There was an unwritten law though that his shop would close its shutters for a certain duration following lunch. This was necessitated by his basic need for a siesta, which he enjoyed on the very same bench that served as his sales counter. None of us normally disturbed him at this hour, in deference to the lavish help we received from him to damage our own respiratory organs as well as those of non-smokers in our vicinity. Yet, I must admit, that I occasionally found it impossible not to raise him from his noonday dreams for a fag or two when my nicotine urge got the better of me. I can’t say that he was elated during these transactions, but he did not refuse to oblige a regular customer, steadfastly devoted as he was to his role of a demolisher.
I can’t recall exactly the number of years that our relationship lasted, but a rough calculation indicates that we carried on for four to five years at least. And on the first day of each of these passing years, he would invariably tap on the doors to our offices, peep in and greet us all, in a phlegmatic drawl, with the words — Naya saal Mubarak! It makes little sense to be emotional over such inconsequential incidents. Yet, I think I feel a lump in my throat when I relate this fact. There was an element of genuineness in the New Year’s greeting he showered on all he knew, independent of official status, especially so since he had nothing to gain or lose from this act, socially speaking. It was as pure a greeting as the innocent smile on the face of a baby in arms.
My contacts with Netaji came to an abrupt halt though, more to his discomfort as it happened, than mine.
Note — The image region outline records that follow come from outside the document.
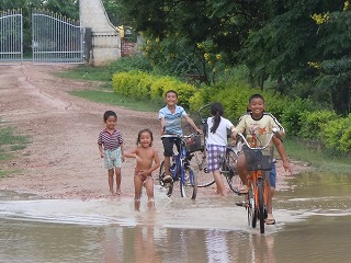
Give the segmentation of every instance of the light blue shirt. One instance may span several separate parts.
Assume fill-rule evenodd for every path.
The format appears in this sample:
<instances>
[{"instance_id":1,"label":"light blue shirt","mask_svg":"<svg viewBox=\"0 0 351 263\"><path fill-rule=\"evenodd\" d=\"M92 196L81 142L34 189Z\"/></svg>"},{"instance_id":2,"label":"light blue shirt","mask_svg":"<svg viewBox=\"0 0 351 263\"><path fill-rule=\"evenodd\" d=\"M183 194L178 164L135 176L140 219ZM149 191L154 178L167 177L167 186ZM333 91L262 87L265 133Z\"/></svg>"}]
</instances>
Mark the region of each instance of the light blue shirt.
<instances>
[{"instance_id":1,"label":"light blue shirt","mask_svg":"<svg viewBox=\"0 0 351 263\"><path fill-rule=\"evenodd\" d=\"M165 118L165 127L166 127L166 134L176 134L176 135L182 135L182 117L186 115L185 110L182 106L176 105L174 113L171 113L168 108L168 106L162 107L159 111L158 118Z\"/></svg>"}]
</instances>

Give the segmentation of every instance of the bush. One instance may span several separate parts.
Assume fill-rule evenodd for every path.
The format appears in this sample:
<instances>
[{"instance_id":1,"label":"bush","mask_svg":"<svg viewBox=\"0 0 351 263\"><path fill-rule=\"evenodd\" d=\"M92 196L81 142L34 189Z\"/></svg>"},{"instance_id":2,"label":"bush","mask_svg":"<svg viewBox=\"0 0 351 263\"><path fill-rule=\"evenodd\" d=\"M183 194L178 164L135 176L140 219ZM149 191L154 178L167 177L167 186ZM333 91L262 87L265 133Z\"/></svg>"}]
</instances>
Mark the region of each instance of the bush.
<instances>
[{"instance_id":1,"label":"bush","mask_svg":"<svg viewBox=\"0 0 351 263\"><path fill-rule=\"evenodd\" d=\"M321 126L321 140L326 147L342 152L351 151L351 114L347 118L329 121Z\"/></svg>"},{"instance_id":2,"label":"bush","mask_svg":"<svg viewBox=\"0 0 351 263\"><path fill-rule=\"evenodd\" d=\"M303 128L303 115L312 111L313 104L309 100L296 99L285 106L281 121L290 135L298 135Z\"/></svg>"},{"instance_id":3,"label":"bush","mask_svg":"<svg viewBox=\"0 0 351 263\"><path fill-rule=\"evenodd\" d=\"M337 114L331 111L317 111L317 112L304 112L302 114L302 128L298 133L298 136L320 140L320 130L325 123L337 118Z\"/></svg>"},{"instance_id":4,"label":"bush","mask_svg":"<svg viewBox=\"0 0 351 263\"><path fill-rule=\"evenodd\" d=\"M179 104L189 107L190 98L196 88L177 80L173 77L157 77L140 70L116 72L112 77L112 87L115 93L137 98L151 99L161 102L168 90L174 90L179 95Z\"/></svg>"}]
</instances>

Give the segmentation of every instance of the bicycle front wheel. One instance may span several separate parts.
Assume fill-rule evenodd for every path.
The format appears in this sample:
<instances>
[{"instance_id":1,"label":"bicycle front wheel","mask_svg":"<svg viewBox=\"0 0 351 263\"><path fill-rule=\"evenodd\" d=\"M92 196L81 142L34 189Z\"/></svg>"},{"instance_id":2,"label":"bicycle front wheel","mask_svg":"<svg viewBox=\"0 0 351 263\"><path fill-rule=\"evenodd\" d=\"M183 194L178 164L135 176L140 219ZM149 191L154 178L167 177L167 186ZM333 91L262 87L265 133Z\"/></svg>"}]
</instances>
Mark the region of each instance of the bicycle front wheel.
<instances>
[{"instance_id":1,"label":"bicycle front wheel","mask_svg":"<svg viewBox=\"0 0 351 263\"><path fill-rule=\"evenodd\" d=\"M190 167L184 167L184 176L180 180L182 197L195 199L197 194L197 178Z\"/></svg>"},{"instance_id":2,"label":"bicycle front wheel","mask_svg":"<svg viewBox=\"0 0 351 263\"><path fill-rule=\"evenodd\" d=\"M236 170L236 163L238 160L238 153L234 151L231 148L227 148L226 151L226 169L228 170L226 173L226 180L231 188L231 191L236 194L239 194L239 190L242 185L241 179Z\"/></svg>"},{"instance_id":3,"label":"bicycle front wheel","mask_svg":"<svg viewBox=\"0 0 351 263\"><path fill-rule=\"evenodd\" d=\"M248 222L249 226L251 226L252 228L256 228L256 224L257 224L257 209L256 209L256 202L254 202L254 192L253 188L250 187L249 193L248 193Z\"/></svg>"},{"instance_id":4,"label":"bicycle front wheel","mask_svg":"<svg viewBox=\"0 0 351 263\"><path fill-rule=\"evenodd\" d=\"M190 164L197 175L197 187L207 187L215 183L213 174L207 170L207 151L195 151L190 153Z\"/></svg>"},{"instance_id":5,"label":"bicycle front wheel","mask_svg":"<svg viewBox=\"0 0 351 263\"><path fill-rule=\"evenodd\" d=\"M163 178L165 178L165 161L161 162L160 165L160 170L159 170L159 174L158 174L158 180L159 180L159 184L166 188L166 194L168 197L170 197L172 195L173 192L173 181L170 183L165 183Z\"/></svg>"},{"instance_id":6,"label":"bicycle front wheel","mask_svg":"<svg viewBox=\"0 0 351 263\"><path fill-rule=\"evenodd\" d=\"M257 182L258 197L259 197L259 219L260 219L260 232L264 233L264 202L263 202L263 181L259 179Z\"/></svg>"}]
</instances>

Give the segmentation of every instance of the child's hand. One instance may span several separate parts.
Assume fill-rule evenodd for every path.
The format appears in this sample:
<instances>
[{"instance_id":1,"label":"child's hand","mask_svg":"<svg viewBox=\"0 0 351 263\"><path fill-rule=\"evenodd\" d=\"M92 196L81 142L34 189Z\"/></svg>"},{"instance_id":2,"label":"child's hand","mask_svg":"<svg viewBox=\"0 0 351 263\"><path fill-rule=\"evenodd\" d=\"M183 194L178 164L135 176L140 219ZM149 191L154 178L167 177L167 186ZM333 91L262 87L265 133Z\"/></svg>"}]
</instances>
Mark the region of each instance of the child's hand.
<instances>
[{"instance_id":1,"label":"child's hand","mask_svg":"<svg viewBox=\"0 0 351 263\"><path fill-rule=\"evenodd\" d=\"M200 129L200 128L196 128L196 133L197 133L197 134L203 134L203 133L202 133L202 129Z\"/></svg>"},{"instance_id":2,"label":"child's hand","mask_svg":"<svg viewBox=\"0 0 351 263\"><path fill-rule=\"evenodd\" d=\"M293 175L293 170L292 170L288 161L283 161L283 168L285 169L285 171L290 172L290 175Z\"/></svg>"}]
</instances>

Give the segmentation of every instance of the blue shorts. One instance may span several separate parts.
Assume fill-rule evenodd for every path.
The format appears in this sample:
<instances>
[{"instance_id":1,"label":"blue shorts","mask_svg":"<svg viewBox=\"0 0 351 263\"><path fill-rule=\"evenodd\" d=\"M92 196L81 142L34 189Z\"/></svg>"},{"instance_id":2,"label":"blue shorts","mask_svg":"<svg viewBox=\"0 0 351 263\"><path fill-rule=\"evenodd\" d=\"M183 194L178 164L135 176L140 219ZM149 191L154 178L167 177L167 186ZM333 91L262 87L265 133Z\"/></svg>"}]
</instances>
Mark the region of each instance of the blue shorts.
<instances>
[{"instance_id":1,"label":"blue shorts","mask_svg":"<svg viewBox=\"0 0 351 263\"><path fill-rule=\"evenodd\" d=\"M207 171L213 172L219 170L222 160L226 156L226 146L207 145Z\"/></svg>"},{"instance_id":2,"label":"blue shorts","mask_svg":"<svg viewBox=\"0 0 351 263\"><path fill-rule=\"evenodd\" d=\"M180 144L181 139L177 137L163 137L162 138L163 144L163 156L165 157L171 157L173 155L173 146L177 146L178 152L180 151Z\"/></svg>"},{"instance_id":3,"label":"blue shorts","mask_svg":"<svg viewBox=\"0 0 351 263\"><path fill-rule=\"evenodd\" d=\"M122 153L121 147L114 150L104 150L105 169L121 168L122 167Z\"/></svg>"},{"instance_id":4,"label":"blue shorts","mask_svg":"<svg viewBox=\"0 0 351 263\"><path fill-rule=\"evenodd\" d=\"M275 182L276 182L276 168L275 168L275 162L272 162L272 170L270 172L270 182L271 182L271 187L275 188Z\"/></svg>"}]
</instances>

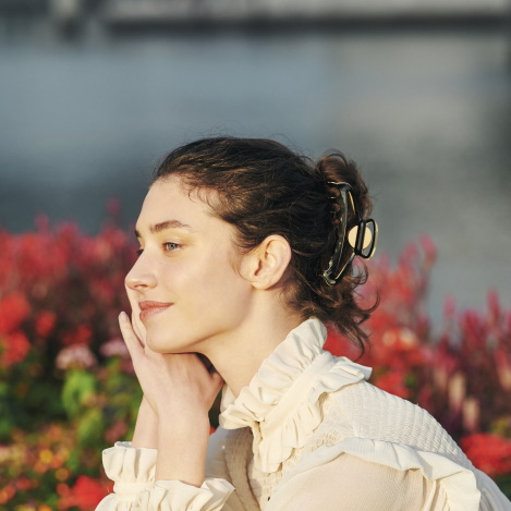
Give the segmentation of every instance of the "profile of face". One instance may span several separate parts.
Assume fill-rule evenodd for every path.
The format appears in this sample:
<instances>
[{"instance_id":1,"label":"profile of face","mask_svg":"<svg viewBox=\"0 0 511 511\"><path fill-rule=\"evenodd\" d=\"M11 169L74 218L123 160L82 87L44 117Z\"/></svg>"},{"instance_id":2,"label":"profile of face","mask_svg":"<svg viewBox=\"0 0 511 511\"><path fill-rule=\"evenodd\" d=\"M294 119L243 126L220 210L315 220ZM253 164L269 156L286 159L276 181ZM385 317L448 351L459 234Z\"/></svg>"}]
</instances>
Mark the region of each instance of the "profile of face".
<instances>
[{"instance_id":1,"label":"profile of face","mask_svg":"<svg viewBox=\"0 0 511 511\"><path fill-rule=\"evenodd\" d=\"M208 342L236 331L250 314L252 285L240 273L245 256L232 226L172 175L149 188L136 233L139 256L125 284L150 349L207 352Z\"/></svg>"}]
</instances>

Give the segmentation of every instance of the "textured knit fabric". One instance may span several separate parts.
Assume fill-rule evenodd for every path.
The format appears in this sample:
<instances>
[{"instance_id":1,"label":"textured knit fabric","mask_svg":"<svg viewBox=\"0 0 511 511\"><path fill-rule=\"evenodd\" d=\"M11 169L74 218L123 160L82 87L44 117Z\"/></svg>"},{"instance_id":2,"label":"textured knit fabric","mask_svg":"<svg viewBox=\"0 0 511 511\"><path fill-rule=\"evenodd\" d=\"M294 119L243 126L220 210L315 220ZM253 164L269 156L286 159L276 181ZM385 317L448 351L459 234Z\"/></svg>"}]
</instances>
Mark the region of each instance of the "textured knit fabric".
<instances>
[{"instance_id":1,"label":"textured knit fabric","mask_svg":"<svg viewBox=\"0 0 511 511\"><path fill-rule=\"evenodd\" d=\"M511 511L426 411L369 385L325 338L308 319L238 398L224 388L200 488L155 482L156 450L119 442L104 453L114 494L97 510Z\"/></svg>"}]
</instances>

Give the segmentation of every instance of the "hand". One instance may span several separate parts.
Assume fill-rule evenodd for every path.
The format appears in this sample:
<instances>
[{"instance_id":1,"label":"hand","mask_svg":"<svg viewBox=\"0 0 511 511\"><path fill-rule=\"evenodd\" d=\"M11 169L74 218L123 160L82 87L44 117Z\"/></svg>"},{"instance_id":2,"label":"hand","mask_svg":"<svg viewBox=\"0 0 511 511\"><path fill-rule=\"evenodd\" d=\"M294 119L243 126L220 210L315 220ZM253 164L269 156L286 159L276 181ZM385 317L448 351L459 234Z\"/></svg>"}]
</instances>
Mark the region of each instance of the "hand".
<instances>
[{"instance_id":1,"label":"hand","mask_svg":"<svg viewBox=\"0 0 511 511\"><path fill-rule=\"evenodd\" d=\"M218 373L209 373L195 353L151 351L135 333L125 313L119 316L119 324L144 400L157 417L155 447L163 455L157 459L156 479L177 479L199 487L204 482L209 437L208 411L222 378ZM150 441L150 435L145 434L147 429L150 427L141 429L141 447ZM135 446L137 442L138 437Z\"/></svg>"},{"instance_id":2,"label":"hand","mask_svg":"<svg viewBox=\"0 0 511 511\"><path fill-rule=\"evenodd\" d=\"M195 353L151 351L135 333L125 313L121 313L119 324L144 397L158 418L165 416L173 427L186 427L191 421L207 416L222 385L220 375L209 373Z\"/></svg>"}]
</instances>

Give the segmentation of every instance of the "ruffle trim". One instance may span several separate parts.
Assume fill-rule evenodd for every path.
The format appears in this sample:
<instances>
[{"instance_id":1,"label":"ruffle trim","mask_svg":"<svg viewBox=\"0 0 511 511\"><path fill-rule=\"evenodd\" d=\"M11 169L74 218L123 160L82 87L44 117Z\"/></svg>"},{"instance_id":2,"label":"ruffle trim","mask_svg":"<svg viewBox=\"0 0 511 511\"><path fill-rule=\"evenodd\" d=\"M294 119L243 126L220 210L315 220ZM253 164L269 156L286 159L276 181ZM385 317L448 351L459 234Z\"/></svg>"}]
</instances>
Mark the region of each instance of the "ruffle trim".
<instances>
[{"instance_id":1,"label":"ruffle trim","mask_svg":"<svg viewBox=\"0 0 511 511\"><path fill-rule=\"evenodd\" d=\"M156 449L133 448L131 442L118 441L109 449L102 451L102 464L107 476L117 485L133 486L136 484L137 492L141 485L153 485L156 474Z\"/></svg>"},{"instance_id":2,"label":"ruffle trim","mask_svg":"<svg viewBox=\"0 0 511 511\"><path fill-rule=\"evenodd\" d=\"M218 511L234 487L226 479L206 479L200 488L180 480L158 480L151 490L142 491L142 511Z\"/></svg>"},{"instance_id":3,"label":"ruffle trim","mask_svg":"<svg viewBox=\"0 0 511 511\"><path fill-rule=\"evenodd\" d=\"M321 321L307 319L263 362L238 398L230 389L224 391L220 425L253 429L255 454L266 473L278 471L293 449L302 448L319 426L323 393L370 376L368 367L325 352L326 333Z\"/></svg>"},{"instance_id":4,"label":"ruffle trim","mask_svg":"<svg viewBox=\"0 0 511 511\"><path fill-rule=\"evenodd\" d=\"M220 478L207 478L200 488L180 480L155 482L157 452L133 448L131 442L117 442L106 449L104 466L114 482L114 495L106 497L97 510L121 511L126 502L136 501L142 511L217 511L234 490L229 482Z\"/></svg>"},{"instance_id":5,"label":"ruffle trim","mask_svg":"<svg viewBox=\"0 0 511 511\"><path fill-rule=\"evenodd\" d=\"M154 488L138 492L133 499L118 495L106 497L96 511L219 511L234 487L224 479L206 479L200 488L180 480L158 480ZM132 504L136 508L133 508Z\"/></svg>"},{"instance_id":6,"label":"ruffle trim","mask_svg":"<svg viewBox=\"0 0 511 511\"><path fill-rule=\"evenodd\" d=\"M480 509L510 511L509 502L497 485L484 473L465 467L441 454L415 450L407 446L366 438L349 438L336 446L323 446L304 458L279 485L296 475L331 462L342 453L399 471L419 470L424 477L437 480L446 491L451 511L479 511L482 492L486 506Z\"/></svg>"}]
</instances>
Our unsigned mutual separation occurred when, for the umpteenth time in my life, I resolved to quit smoking. So, one fine morning, without any prior notice at all, I walked past his shop not caring to even glance at him. I looked away from him, needless to say, to keep temptations at bay. But he probably interpreted my behaviour his own way, that I had shifted my allegiance and started patronizing his competitors in the building. And as I continued to ignore him on a regular basis, his vague suspicion turned slowly into firm conviction. This was all too evident from the expression I detected on his face from the corner of my eye every time I walked past him. It was no bewilderment that I discovered there, but a feeling bordering on hatred against the traitor.
I bore the cross however with bated breath, especially so since I knew that we would soon be moving out of Yojana Bhavan to the aforementioned new campus. And indeed, the movers too arrived according to plan. They packed the furniture in our offices as well as our books and journals and the caravan was flagged off towards its new settlement at the far end of the town.
On my way out of Yojana Bhavan, on the last day I attended office there, I felt I owed a good-bye gesture to Netaji, the soldier who had held fort with uncompromising devotion during my addiction-filled days. Unfortunately though, I had to leave early, soon after lunch hour, the time reserved for his siesta. Nonetheless, I recalled those occasions when he would break the rule to satisfy my thirst. So, I went over to his corner where he lay sleeping, facing the wall. I cleared my throat to attract his attention. But the noise I made, perhaps wilfully, out of cowardice, was not loud enough to wake him up. I kept staring in hesitation for a while at the little man, pockets bulging as always and finally walked away without turning back.
New Year’s Day was still a month or two away. I never found out therefore if he would peep into my office to say Naya saal Mubarak anymore.